Conor and Signy are happy together, and everything seems to be perfect. Although she is disappointed at being kept in a tower (which Conor assures her is for her own protection), she is still happy because she loves Conor. During a half-man hunt, Signy makes a shocking discovery. The half-men are not what they are reputed to be. After being cornered by a hyena-man, she is informed that Conor wishes to kill her family and claim London for his own. The hyena-man surprises her further by giving her a kitten named Cherry (who is said to have more than one shape), before leaping to the ground and meeting his end by Conor's convoy. After over a year within Conor's territory, her family come to visit. They come (as expected) heavily armed but are caught off guard by Conor's surprise attack. He has betrayed them. Val is killed and the three brothers are forced to surrender. The Volsons are taken to Conor's lair, being disrespected by the guards and townspeople as they go. After a few days of torture, Conor has them left out to die in the half-men lands. Their fate is to be dinner of a berserk pig who roams nearby. First Hadrian is eaten, then Ben. Before long only Siggy remains. Siggy wishes for death, but knows somehow that it is not to be. Signy (following being hamstrung under Conor's orders) discovers that her kitten Cherry is a shapeshifter. She informs her master that Siggy is still alive and in the hopes of pleasing Signy, rushes to his aide. Cherry helps him escape from the pig, before ensuring he is found by Melanie (another pig-woman). Melanie originally intends to sell him as a slave or at worst eat him.
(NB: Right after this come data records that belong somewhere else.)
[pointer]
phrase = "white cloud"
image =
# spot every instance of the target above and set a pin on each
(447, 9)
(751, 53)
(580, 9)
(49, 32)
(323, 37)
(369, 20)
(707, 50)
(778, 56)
But she quickly begins to like Siggy and decides to help him recuperate. She helps his wounds heal and assists in his convalescence. Before long Siggy is back to normal and has struck up a deep friendship with Melanie. Signy has become bitter and twisted and begins to think of nothing but her revenge against Conor. Signy realizes that Conor desperately wants her to have a baby, but she does not want it to be his. Instead, Signy changes shapes with Cherry. She changes into a bird and goes to meet Siggy. She seduces him and has him bear her a child unknowingly. When Signy has the baby, she pretends to have it kidnapped and lets rebel troops clone it. The original baby is named Victor, and the cloned one is named Styr. The cloned one is given special features, making it stronger, faster, and designed for war.

== Reviews ==
Julie Eccleshare, writing in The Guardian, gave the novel a positive review. She wrote that "Melvin Burgess is shocking, and deliberately so, in his descriptions of stomach-turning cruelty, but his carefully constructed retelling of the Nordic Volsunga saga is rich enough in other ways to carry it." Kirkus Reviews summarized its review by saying that the novel was "relentlessly inventive". Publishers Weekly also wrote positively, "Given such a gory framework, Burgess's development of sympathetic characters is as surprising as it is convincing. Rapidly shifting perspectives and deft dialogue expose minds as frighteningly real as growly gangsta rap and as unexpectedly compassionate as unconditional animal love, pivoting on Old Norse gods—or are they constructs of genetic breeding tanks?—who watch but cannot change the weaving of human fate."

== Stage adaptation ==
The novel was adapted for the stage by Marcus Romer for Pilot Theatre in 2004. Writing in The Guardian, Albert Hinkling gave the production a negative review, writing that "Romer's adaptation is pretty starved of poetry, and what there is has mostly been transplanted from Macbeth. Pilot can usually be relied on to provide edgy, aggressive and innovative work, but ultimately, Bloodtide is a great deal of sound and fury signifying nothing."

==Sequel==
Bloodsong (2007) is the sequel to Bloodtide. Kathryn Hughes of The Guardian gave the book a positive review, writing "By rights none of this should really work as narrative prose, sounding instead more like the jumbled backstory to a particularly complicated computer game. But Burgess has imagined his future world so precisely ... that Bloodsong reads like the most reasonable of realistic fiction."